In 1704, Anglo-Dutch forces captured Gibraltar from Spain during the War of the Spanish Succession on behalf of the Habsburg claim to the Spanish throne.

The territory was ceded to Great Britain in perpetuity under the Treaty of Utrechtin 1713. 

The Gibraltar sovereignty referendum of 1967 was held on 10 September 1967, in which Gibraltarian citizens were asked whether they wished to pass under Spanish sovereignty, with Gibraltarians keeping their British citizenship and a special status for Gibraltar within Spain; or remain under British sovereignty, with institutions of self-government.

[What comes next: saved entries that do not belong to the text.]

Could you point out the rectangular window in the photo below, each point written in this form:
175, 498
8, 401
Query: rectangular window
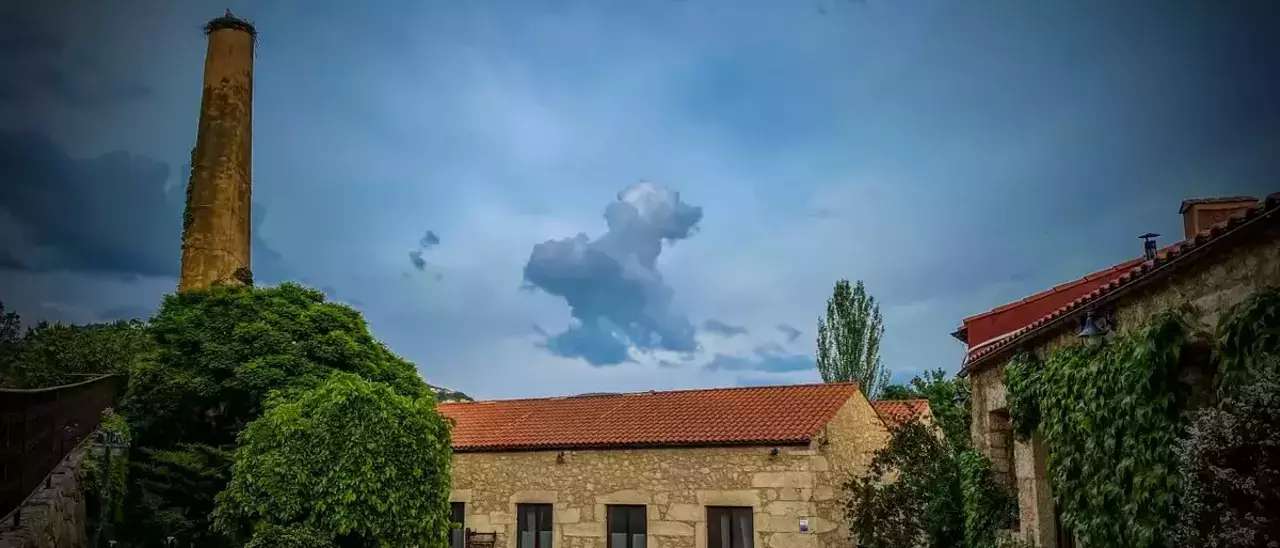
728, 526
627, 526
534, 523
458, 516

The voting slips were made out in Spanish and English, and voters had the choice of voting:

 “to pass under Spanish, sovereignty in accordance with the terms proposed by the Spanish Government on May 18, 1966,


“voluntarily to retain their link with the United Kingdom, with democratic local institutions and with the United Kingdom retaining its present responsibilities.”

The result of the Gibraltar referendum was an overwhelming vote by its inhabitants to retain their links with Britain.

Of the 12,762 Gibraltarians qualified to vote, no fewer than 12,138 voted to remain with Britain.

Only 44 opted for the transfer of the Rock to Spanish sovereignty.

During the voting there was much pro-British enthusiasm, in the shape of red, white and blue emblems.

Union Jacks decorated and garlanded cars, and slogans painted up on the walls of buildings.